Personal information
- Full name: Jacob Anstey
- Date of birth: 27 January 1978 (age 47)
- Original team(s): Tuggeranong Hawks Football Club
- Height: 176 cm (5 ft 9 in)
- Weight: 71 kg (157 lb)
- Position(s): Forward pocket

Playing career^{1}
- Years: Club / Games (Goals)
- 1997–98: Carlton / 16 (5)
- ^{1} Playing statistics correct to the end of 1999.

= Jacob Anstey =

Australian rules footballer (born 1978)

Jacob Anstey (born 27 January 1978) is a former professional Australian rules footballer from the Australian Capital Territory who played for Carlton Football Club in the Australian Football League (AFL).

A lightly framed goal sneak originally from AFL Canberra club Tuggeranong Hawks Football Club, Anstey was taken by Carlton with the 63rd selection in the 1995 AFL draft and made his senior debut in round 7 of the 1997 AFL season against Richmond Football Club at the Melbourne Cricket Ground, collecting eight disposals in a victorious Carlton side. Anstey kicked his first AFL goal in round 9 against Fremantle and two more in round 15 against Melbourne.
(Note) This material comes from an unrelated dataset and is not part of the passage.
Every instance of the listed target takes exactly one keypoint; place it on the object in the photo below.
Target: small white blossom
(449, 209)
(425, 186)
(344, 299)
He finished the season in the line-up for the round 22 match against Richmond, but in a crucial match to keep their finals hopes alive, Carlton lost to Richmond and Anstey only had two disposals for the match.

Anstey's first match of the 1998 AFL season was in the close round 3 loss to Essendon Football Club but Anstey played arguably the best game of his career that day in gathering 13 disposals and kicking an important goal. He struggled, however, to establish himself in a Carlton line-up for most of the season. He played his last AFL game in the round 19 loss to Melbourne. In his final season, he played seven games and kicked one goal.

St Kilda selected him late in the 1998 AFL draft, but he never managed a senior game for the Saints and was delisted after the 1999 AFL season.